Wednesday, July 18, 2012

Stubbornness Limits



Mark 6


006 [6.1-2] He left there and returned to his hometown. His disciples came along. On the Sabbath, he gave a lecture in the meeting place. He made a real hit, impressing everyone. “We had no idea he was this good!” they said. “How did he get so wise all of a sudden, get such ability?” [6.3] But in the next breath they were cutting him down: “He’s just a carpenter—Mary’s boy. We’ve known him since he was a kid. We know his brothers, James, Justus, Jude, and Simon, and his sisters. Who does he think he is?”

Lord Jesus--The old saying..."Familiarity breeds contempt" comes to mind. These people knew you well, they thought. They were people that grew up with you and who may have attended synagogue with you for years. They could recognize you walking down a busy street in Jerusalem. They knew the contours of your face and how you kept your hair. They knew the way that you walked and held yourself in the middle of the masses. Yes, they knew you too well. They could pick out your voice as you spoke of the Kingdom, freedom from oppression and sight to the blind. Yet they could not hear the message. They knew you, and I wonder if there wasn't some counting to nine months going on in the background of this small town. In their minds, You were the last person that they would have ever thought would make it big and be someone out on the national stage.

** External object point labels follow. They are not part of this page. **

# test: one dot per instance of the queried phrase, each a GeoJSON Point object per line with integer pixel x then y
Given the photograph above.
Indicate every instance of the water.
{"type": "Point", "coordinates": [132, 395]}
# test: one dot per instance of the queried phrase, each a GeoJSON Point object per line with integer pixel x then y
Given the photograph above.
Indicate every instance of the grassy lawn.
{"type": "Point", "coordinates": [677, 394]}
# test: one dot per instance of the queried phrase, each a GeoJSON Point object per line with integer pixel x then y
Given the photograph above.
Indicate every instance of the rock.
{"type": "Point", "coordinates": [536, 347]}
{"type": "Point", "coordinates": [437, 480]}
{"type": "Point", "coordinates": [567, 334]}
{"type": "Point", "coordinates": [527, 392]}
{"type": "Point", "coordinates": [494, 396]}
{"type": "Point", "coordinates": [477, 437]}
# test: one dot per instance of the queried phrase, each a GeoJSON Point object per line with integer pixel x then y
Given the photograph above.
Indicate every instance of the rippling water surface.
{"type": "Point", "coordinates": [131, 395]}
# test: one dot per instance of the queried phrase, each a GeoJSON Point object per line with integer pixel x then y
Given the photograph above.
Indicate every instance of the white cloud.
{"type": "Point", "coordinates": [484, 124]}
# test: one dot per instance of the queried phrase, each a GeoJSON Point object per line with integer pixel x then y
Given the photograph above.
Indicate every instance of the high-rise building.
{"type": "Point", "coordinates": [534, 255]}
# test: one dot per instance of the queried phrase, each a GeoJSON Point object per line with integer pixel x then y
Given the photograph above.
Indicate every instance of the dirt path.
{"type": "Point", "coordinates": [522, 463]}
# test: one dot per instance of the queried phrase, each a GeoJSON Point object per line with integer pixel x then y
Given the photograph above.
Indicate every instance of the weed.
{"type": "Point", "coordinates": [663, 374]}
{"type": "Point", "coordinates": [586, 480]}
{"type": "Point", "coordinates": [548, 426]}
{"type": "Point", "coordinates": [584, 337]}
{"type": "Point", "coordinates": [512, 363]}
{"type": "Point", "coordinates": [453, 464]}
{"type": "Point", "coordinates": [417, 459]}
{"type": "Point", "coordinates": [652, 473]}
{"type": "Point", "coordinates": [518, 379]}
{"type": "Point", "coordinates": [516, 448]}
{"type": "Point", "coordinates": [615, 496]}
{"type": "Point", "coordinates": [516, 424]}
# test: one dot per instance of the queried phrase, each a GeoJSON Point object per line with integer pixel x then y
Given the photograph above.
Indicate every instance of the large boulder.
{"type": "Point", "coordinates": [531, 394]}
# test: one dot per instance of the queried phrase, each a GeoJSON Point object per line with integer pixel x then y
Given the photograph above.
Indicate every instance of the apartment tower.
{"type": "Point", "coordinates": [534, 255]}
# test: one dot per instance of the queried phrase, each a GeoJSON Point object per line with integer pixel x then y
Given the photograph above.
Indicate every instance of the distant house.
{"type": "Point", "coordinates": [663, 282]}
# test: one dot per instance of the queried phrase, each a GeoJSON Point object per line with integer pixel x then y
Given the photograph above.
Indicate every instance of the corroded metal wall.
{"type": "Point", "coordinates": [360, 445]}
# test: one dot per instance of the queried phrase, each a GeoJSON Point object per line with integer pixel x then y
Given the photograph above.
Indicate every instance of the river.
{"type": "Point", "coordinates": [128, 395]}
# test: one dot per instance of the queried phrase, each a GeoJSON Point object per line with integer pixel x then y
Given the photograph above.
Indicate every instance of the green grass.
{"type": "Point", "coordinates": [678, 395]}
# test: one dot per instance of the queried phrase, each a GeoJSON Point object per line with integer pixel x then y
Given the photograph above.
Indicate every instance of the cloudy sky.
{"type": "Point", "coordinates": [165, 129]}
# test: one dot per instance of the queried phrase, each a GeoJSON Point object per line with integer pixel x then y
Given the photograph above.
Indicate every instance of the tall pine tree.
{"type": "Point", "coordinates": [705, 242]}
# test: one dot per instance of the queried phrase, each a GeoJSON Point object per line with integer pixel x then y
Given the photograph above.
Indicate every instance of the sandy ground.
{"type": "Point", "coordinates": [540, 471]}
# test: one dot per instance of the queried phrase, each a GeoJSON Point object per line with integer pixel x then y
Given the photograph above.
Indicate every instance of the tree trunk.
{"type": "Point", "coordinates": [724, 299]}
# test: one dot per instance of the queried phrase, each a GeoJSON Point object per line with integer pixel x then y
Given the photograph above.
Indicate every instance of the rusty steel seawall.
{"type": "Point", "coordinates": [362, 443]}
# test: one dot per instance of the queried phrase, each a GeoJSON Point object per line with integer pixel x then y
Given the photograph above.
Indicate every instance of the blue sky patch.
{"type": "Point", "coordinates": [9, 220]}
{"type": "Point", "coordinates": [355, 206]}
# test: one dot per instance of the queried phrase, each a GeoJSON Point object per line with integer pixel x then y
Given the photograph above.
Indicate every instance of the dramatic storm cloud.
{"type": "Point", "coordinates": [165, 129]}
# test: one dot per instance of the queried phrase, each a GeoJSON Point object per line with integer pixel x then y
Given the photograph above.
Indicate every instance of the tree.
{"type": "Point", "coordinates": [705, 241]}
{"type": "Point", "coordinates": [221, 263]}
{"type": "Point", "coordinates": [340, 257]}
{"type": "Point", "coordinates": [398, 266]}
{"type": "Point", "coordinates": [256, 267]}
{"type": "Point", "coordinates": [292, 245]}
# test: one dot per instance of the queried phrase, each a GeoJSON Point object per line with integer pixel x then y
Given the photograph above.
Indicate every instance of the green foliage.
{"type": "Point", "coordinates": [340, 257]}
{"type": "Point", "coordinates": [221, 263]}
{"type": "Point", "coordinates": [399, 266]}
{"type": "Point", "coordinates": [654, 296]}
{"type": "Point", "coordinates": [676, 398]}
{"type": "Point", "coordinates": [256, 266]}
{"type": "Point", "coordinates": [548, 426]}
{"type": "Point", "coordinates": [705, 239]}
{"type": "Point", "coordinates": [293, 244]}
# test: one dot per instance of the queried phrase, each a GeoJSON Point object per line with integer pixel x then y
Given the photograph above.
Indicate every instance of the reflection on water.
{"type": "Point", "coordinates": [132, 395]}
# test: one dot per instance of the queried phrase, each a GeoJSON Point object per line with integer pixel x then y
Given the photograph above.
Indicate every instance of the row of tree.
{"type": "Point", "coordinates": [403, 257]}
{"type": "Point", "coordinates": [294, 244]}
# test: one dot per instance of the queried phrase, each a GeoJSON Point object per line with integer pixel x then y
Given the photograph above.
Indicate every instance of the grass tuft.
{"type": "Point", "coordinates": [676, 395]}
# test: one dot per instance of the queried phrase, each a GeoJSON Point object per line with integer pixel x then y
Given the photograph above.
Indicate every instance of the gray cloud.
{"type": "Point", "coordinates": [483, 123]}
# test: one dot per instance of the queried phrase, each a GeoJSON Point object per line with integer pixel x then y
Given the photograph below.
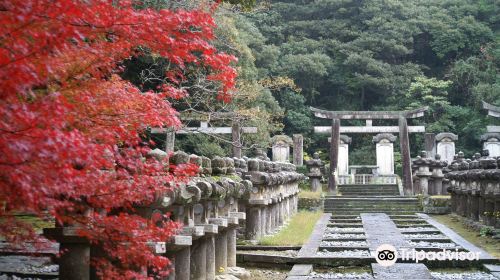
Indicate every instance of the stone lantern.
{"type": "Point", "coordinates": [314, 166]}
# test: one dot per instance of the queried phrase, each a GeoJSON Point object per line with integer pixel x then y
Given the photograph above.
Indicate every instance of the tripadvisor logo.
{"type": "Point", "coordinates": [387, 255]}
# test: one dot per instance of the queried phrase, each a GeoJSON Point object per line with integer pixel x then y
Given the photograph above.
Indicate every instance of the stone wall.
{"type": "Point", "coordinates": [229, 196]}
{"type": "Point", "coordinates": [475, 189]}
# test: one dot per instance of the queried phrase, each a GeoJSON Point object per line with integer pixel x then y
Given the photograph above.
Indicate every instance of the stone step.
{"type": "Point", "coordinates": [371, 203]}
{"type": "Point", "coordinates": [389, 212]}
{"type": "Point", "coordinates": [367, 186]}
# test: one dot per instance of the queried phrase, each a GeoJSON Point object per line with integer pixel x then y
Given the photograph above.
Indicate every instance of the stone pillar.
{"type": "Point", "coordinates": [490, 210]}
{"type": "Point", "coordinates": [280, 213]}
{"type": "Point", "coordinates": [475, 207]}
{"type": "Point", "coordinates": [446, 146]}
{"type": "Point", "coordinates": [253, 223]}
{"type": "Point", "coordinates": [199, 260]}
{"type": "Point", "coordinates": [437, 176]}
{"type": "Point", "coordinates": [343, 161]}
{"type": "Point", "coordinates": [314, 166]}
{"type": "Point", "coordinates": [236, 138]}
{"type": "Point", "coordinates": [480, 209]}
{"type": "Point", "coordinates": [298, 149]}
{"type": "Point", "coordinates": [385, 153]}
{"type": "Point", "coordinates": [491, 142]}
{"type": "Point", "coordinates": [404, 141]}
{"type": "Point", "coordinates": [334, 155]}
{"type": "Point", "coordinates": [430, 144]}
{"type": "Point", "coordinates": [183, 264]}
{"type": "Point", "coordinates": [269, 219]}
{"type": "Point", "coordinates": [231, 246]}
{"type": "Point", "coordinates": [74, 262]}
{"type": "Point", "coordinates": [221, 251]}
{"type": "Point", "coordinates": [281, 148]}
{"type": "Point", "coordinates": [210, 256]}
{"type": "Point", "coordinates": [263, 220]}
{"type": "Point", "coordinates": [497, 210]}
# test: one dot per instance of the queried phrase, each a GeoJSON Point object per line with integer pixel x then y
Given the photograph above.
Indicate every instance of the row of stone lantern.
{"type": "Point", "coordinates": [428, 175]}
{"type": "Point", "coordinates": [475, 188]}
{"type": "Point", "coordinates": [212, 207]}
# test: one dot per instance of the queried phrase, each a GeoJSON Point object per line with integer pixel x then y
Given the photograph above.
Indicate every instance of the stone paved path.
{"type": "Point", "coordinates": [401, 271]}
{"type": "Point", "coordinates": [380, 229]}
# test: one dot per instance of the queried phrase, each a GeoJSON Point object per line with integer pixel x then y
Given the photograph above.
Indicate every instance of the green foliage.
{"type": "Point", "coordinates": [201, 145]}
{"type": "Point", "coordinates": [487, 231]}
{"type": "Point", "coordinates": [383, 55]}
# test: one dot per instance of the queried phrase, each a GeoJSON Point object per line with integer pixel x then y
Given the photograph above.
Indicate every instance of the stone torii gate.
{"type": "Point", "coordinates": [402, 128]}
{"type": "Point", "coordinates": [491, 140]}
{"type": "Point", "coordinates": [235, 129]}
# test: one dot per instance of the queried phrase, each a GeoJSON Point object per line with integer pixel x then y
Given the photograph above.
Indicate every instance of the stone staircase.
{"type": "Point", "coordinates": [368, 190]}
{"type": "Point", "coordinates": [356, 199]}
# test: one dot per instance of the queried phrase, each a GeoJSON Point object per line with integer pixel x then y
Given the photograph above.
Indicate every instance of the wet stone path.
{"type": "Point", "coordinates": [380, 229]}
{"type": "Point", "coordinates": [340, 242]}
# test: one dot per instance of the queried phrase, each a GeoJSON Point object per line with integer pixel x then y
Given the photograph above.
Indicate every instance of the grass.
{"type": "Point", "coordinates": [309, 194]}
{"type": "Point", "coordinates": [487, 243]}
{"type": "Point", "coordinates": [440, 196]}
{"type": "Point", "coordinates": [297, 232]}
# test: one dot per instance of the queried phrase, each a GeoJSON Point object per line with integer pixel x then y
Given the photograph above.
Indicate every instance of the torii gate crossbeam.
{"type": "Point", "coordinates": [402, 127]}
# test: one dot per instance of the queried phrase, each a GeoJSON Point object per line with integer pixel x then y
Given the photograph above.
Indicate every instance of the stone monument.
{"type": "Point", "coordinates": [446, 146]}
{"type": "Point", "coordinates": [314, 166]}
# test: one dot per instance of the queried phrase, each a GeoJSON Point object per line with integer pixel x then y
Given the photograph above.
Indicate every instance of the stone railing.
{"type": "Point", "coordinates": [250, 196]}
{"type": "Point", "coordinates": [475, 188]}
{"type": "Point", "coordinates": [428, 175]}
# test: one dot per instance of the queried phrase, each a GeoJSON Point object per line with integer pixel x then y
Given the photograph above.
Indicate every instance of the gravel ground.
{"type": "Point", "coordinates": [463, 276]}
{"type": "Point", "coordinates": [358, 230]}
{"type": "Point", "coordinates": [340, 275]}
{"type": "Point", "coordinates": [287, 253]}
{"type": "Point", "coordinates": [267, 274]}
{"type": "Point", "coordinates": [417, 229]}
{"type": "Point", "coordinates": [344, 243]}
{"type": "Point", "coordinates": [344, 253]}
{"type": "Point", "coordinates": [423, 235]}
{"type": "Point", "coordinates": [433, 244]}
{"type": "Point", "coordinates": [343, 236]}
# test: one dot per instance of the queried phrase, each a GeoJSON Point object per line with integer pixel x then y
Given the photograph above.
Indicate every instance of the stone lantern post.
{"type": "Point", "coordinates": [314, 166]}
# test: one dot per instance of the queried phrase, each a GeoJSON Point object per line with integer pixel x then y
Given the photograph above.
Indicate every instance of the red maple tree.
{"type": "Point", "coordinates": [70, 127]}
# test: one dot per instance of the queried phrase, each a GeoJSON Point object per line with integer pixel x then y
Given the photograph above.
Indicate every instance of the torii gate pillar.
{"type": "Point", "coordinates": [334, 155]}
{"type": "Point", "coordinates": [404, 143]}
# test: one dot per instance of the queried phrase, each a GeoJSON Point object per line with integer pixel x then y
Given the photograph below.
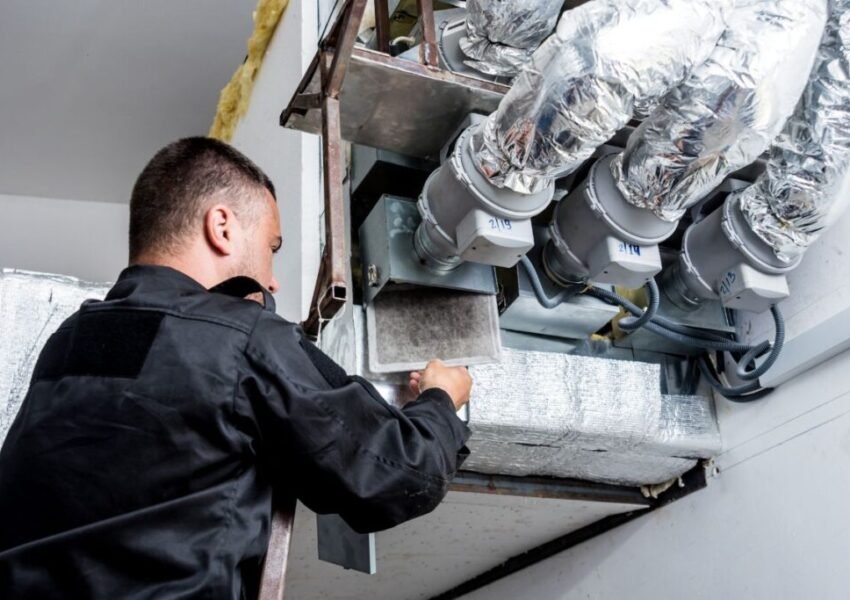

They tripped over what little they knew about him and fell, sprawling. And they never got any further. [6.4-6] Jesus told them, “A prophet has little honor in his hometown, among his relatives, on the streets he played in as a child.” Jesus wasn't able to do much of anything there—he laid hands on a few sick people and healed them, that’s all. He couldn’t get over their stubbornness. He left and made a circuit of the other villages, teaching.

Lord Jesus--The missed opportunity is what hits me about this passage. History, salvation and wholeness was at the fingertips of these people and yet they let you leave with them unchanged. Awesome power was just waiting to be released among them yet they choose the safety of their preconceived notions of you limiting what they could receive. Stubbornness was what held these people back.

Where are the places where I am limited your power to act by my preconceived notions of how you work and what you want to see happen? Who am I writing off as no one special that you want to be able to use in ways that I could not imagine?  Where are the places where my stubbornness gets in the way of your power to act, change and transform?  Where are the places where I am staying put in safe Nazareth when I should be chasing after you to Jerusalem?
Peterson, Eugene H. (2006-06-15). The Message Remix 2.0: The Bible In contemporary Language (p. 1800). NavPress. Kindle Edition.